“Saya seorang wanita yang mudah meradang.” Hampir sebulan setelah pernyataan kontroversial Brigitte Macron yang menyebut aktivis feminis sebagai “vagina kotor”, Ibu Negara kembali melakukan perselingkuhan ini di lokasi syuting TF1.
“Sehari sebelumnya ruangan itu sudah ditempati empat atau lima orang bermasker sehingga sempat membuat sedikit heboh. Tidak mudah naik panggung dalam kondisi seperti itu,” ia mencoba mengkontekstualisasikannya terlebih dahulu.
“Saya tidak melihat ada kamera”
Para aktivis feminis inilah yang melakukan hal tersebut mencoba mengganggu penampilan komedian Ary Abittan. Yang terakhir ini pada akhir tahun 2021 dituduh melakukan pemerkosaan oleh seorang wanita muda yang telah dia temui selama beberapa minggu. Setelah tiga tahun penyelidikan, penyelidikan tersebut menghasilkan pembatalan kasus yang dikonfirmasi pada tingkat banding pada bulan Januari.
“Saya tidak melihat ada kamera di belakang saya, kalau tidak, saya tidak akan mengekspresikan diri seperti itu. Saya benar-benar minta maaf karena telah menyakiti perempuan yang mungkin merasa diserang atau terkejut.

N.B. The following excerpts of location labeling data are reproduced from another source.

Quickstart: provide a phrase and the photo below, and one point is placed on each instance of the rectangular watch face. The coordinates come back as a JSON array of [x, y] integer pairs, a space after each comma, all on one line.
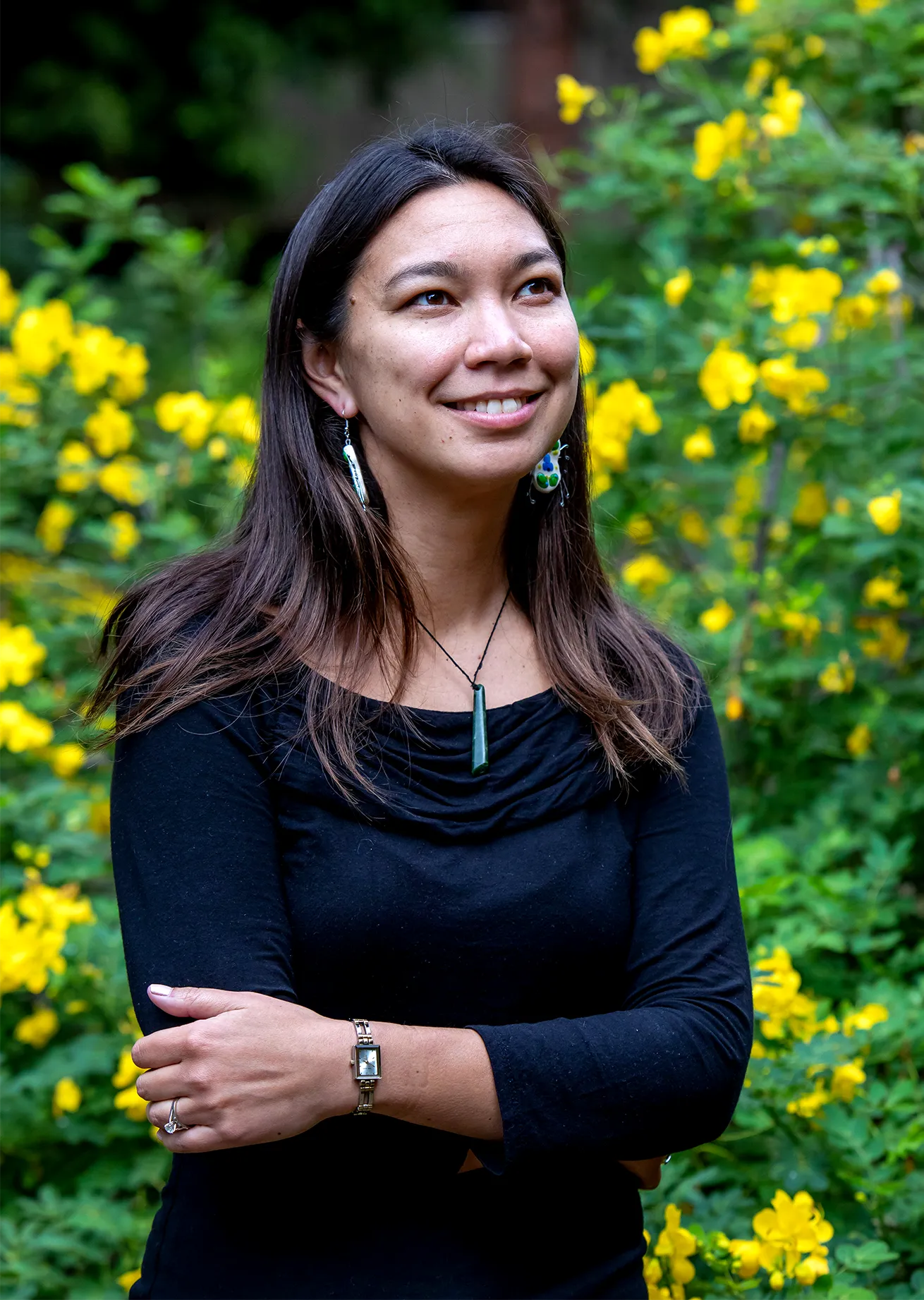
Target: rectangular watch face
[[368, 1062]]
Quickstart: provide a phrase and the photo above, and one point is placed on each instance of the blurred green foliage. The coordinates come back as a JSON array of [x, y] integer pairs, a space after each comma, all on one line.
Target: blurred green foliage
[[755, 375]]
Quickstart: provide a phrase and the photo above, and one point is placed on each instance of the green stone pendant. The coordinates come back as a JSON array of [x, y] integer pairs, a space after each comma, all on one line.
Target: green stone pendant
[[478, 732]]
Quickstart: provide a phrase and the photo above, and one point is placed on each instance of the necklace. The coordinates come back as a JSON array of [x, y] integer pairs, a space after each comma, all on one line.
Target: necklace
[[478, 707]]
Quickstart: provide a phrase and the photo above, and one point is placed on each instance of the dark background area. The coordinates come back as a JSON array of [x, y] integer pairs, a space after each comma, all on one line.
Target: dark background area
[[242, 109]]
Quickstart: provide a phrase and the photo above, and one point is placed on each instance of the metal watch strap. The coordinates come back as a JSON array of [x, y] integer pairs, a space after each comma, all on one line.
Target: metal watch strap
[[367, 1061]]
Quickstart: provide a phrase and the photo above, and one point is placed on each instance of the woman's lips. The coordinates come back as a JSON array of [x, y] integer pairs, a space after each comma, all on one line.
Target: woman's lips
[[498, 419]]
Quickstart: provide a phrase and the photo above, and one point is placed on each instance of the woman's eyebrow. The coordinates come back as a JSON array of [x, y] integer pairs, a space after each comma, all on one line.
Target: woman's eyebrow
[[453, 271]]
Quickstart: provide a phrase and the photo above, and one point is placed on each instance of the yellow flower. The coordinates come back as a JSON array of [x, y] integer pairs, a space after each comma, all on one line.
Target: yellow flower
[[839, 678], [808, 1105], [66, 1098], [754, 423], [677, 288], [845, 1079], [129, 367], [801, 334], [123, 480], [758, 74], [20, 654], [784, 109], [648, 572], [887, 511], [42, 336], [573, 98], [586, 354], [856, 312], [889, 641], [38, 1028], [54, 524], [859, 740], [190, 415], [123, 535], [785, 380], [109, 428], [811, 506], [882, 589], [700, 445], [66, 760], [640, 530], [681, 34], [123, 1079], [874, 1013], [734, 706], [727, 376], [717, 616], [885, 281], [715, 142], [794, 293], [692, 528]]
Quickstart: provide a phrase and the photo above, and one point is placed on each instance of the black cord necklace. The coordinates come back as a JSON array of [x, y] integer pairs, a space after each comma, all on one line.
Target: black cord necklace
[[478, 706]]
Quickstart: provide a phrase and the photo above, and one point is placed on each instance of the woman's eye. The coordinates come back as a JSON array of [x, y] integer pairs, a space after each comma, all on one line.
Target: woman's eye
[[537, 288], [432, 298]]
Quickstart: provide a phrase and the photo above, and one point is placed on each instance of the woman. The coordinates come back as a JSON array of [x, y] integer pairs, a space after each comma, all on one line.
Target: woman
[[316, 818]]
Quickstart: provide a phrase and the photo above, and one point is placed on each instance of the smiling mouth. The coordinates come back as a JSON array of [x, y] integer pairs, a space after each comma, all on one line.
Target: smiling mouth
[[494, 406]]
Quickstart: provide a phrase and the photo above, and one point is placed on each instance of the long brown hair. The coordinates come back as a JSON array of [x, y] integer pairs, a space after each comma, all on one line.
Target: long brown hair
[[308, 578]]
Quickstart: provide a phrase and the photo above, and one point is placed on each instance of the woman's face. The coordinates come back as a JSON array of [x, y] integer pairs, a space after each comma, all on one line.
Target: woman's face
[[461, 353]]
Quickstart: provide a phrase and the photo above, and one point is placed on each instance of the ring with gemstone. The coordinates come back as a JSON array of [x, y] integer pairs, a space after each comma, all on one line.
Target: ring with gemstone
[[173, 1125]]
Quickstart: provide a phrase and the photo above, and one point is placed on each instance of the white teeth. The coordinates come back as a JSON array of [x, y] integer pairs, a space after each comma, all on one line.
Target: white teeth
[[493, 406]]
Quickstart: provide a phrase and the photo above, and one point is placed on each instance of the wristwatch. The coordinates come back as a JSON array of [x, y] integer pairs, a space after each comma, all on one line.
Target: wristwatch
[[367, 1061]]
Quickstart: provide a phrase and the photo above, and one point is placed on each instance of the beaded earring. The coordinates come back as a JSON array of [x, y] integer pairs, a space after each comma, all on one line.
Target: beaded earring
[[354, 466], [547, 472]]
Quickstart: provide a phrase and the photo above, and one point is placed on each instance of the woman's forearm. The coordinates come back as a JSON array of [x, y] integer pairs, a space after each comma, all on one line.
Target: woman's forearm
[[439, 1078]]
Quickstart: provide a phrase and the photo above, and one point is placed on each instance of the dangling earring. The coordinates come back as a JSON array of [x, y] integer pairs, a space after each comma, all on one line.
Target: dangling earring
[[354, 466], [547, 472]]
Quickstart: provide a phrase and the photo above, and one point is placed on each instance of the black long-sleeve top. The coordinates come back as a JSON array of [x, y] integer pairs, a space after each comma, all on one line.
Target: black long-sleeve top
[[593, 939]]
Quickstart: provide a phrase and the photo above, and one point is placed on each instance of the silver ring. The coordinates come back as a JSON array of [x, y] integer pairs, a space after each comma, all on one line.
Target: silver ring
[[173, 1125]]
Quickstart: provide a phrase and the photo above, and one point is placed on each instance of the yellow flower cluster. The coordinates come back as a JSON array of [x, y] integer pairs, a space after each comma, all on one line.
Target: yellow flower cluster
[[612, 418], [20, 654], [839, 679], [784, 111], [784, 1010], [791, 293], [887, 511], [193, 418], [21, 731], [123, 1079], [791, 384], [789, 1241], [669, 1269], [680, 34], [573, 98], [727, 376], [646, 572], [715, 143], [44, 336], [30, 948]]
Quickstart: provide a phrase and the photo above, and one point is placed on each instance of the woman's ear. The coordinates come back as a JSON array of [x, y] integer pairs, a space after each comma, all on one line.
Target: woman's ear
[[324, 373]]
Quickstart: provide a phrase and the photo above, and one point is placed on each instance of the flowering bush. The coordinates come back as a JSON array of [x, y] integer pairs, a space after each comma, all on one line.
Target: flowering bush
[[107, 468], [751, 254]]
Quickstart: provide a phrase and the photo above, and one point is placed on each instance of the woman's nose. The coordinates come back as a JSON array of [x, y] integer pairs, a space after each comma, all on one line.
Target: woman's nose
[[494, 339]]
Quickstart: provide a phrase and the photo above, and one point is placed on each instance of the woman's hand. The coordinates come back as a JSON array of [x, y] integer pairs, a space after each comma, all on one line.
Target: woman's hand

Istilah-istilah tersebut tentu tidak memadai,” jelas Brigitte Macron. “Saya mendampingi perempuan dalam semua perjuangan mereka,” tambahnya. “Itu keluar, aku juga alami.”
Ibu Negara kemudian mengenang “dua pemecatan” komedian Ary Abittan. “Saya akan selalu menghormati keputusan pengadilan,” tutupnya.